Quote:
If the operand is always sign-extended and right-shifted, we can retain addresses as 32-bit, keep the registers as 32-bit, and access the first 16Mwords of memory directly.
Uh, wouldn't sign-extended right shifts, if used as addresses, actually address the first and last 8M words? That sign bit, you know. Anyway, put me down for another vote as putting the operand in the low bits to start with.
Quote:
So, we gain density, and we lose the ability to deal directly with a full range of 32-bit constants or addresses. If you need a full 32-bit constant, you may need to construct it in the accumulator. If you need a full 32-bit address, you'll need to put in memory and use an indirect addressing mode.
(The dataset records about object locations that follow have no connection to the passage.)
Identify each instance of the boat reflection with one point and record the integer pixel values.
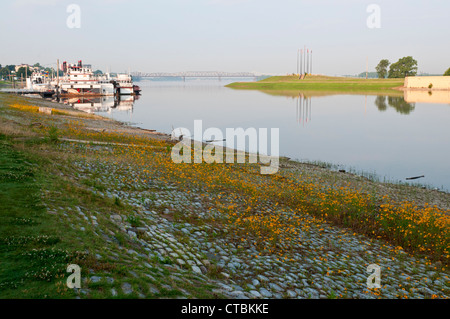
(102, 104)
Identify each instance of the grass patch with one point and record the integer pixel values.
(321, 83)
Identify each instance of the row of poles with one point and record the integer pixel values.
(304, 61)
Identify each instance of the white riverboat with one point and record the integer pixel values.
(79, 80)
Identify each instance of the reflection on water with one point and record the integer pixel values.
(396, 137)
(398, 103)
(103, 104)
(303, 109)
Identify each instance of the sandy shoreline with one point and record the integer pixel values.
(398, 192)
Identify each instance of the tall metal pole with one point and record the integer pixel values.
(307, 62)
(301, 64)
(367, 67)
(57, 77)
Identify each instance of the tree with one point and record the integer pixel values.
(382, 68)
(4, 72)
(404, 67)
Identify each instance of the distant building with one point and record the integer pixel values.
(30, 68)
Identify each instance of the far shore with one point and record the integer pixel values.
(320, 83)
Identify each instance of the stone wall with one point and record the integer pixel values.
(423, 82)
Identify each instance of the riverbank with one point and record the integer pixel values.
(319, 83)
(108, 197)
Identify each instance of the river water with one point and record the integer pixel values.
(388, 138)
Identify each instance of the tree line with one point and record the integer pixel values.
(406, 66)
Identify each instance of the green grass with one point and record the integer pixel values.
(322, 83)
(32, 256)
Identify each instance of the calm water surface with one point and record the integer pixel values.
(379, 135)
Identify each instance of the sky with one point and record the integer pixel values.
(226, 35)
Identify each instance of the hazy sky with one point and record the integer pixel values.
(226, 35)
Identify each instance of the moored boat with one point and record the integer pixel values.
(79, 80)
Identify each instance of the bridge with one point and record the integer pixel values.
(196, 74)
It's been a while since I read a bit about the subject, but IIRC this sort of dynamic construction of memory addresses poses some challenges for linkers and loaders. There are / have been processors that do this, and their linking formats are somewhat convoluted.
Quote:
some single-byte operations like PHA, TXA, INX, XAB, ROLA will still have 24 bits unused, which could lend itself to an extended register set - or indeed to express extended shifts, in the case of the 4 shift operations.
Pretty much any instruction that can use a 24-bit operand could potentially be affected. INX and INY are sort of "carryless" adds of one already. No reason not to extend that to 24 bit values, hmm? So: INA, INX, INY become essentially carryless adds of an immediate value contained in the same "byte". Same with DEA, DEX and DEY. Or make the additions signed so the need for DEA, DEX, DEY goes away (no reason an assembler couldn't still use the mnemonics, but the opcodes themselves would be identical for IN- and DE-. Perhaps recycle an opcode and put in new mnemonics: INS and DES to affect the stack register directly).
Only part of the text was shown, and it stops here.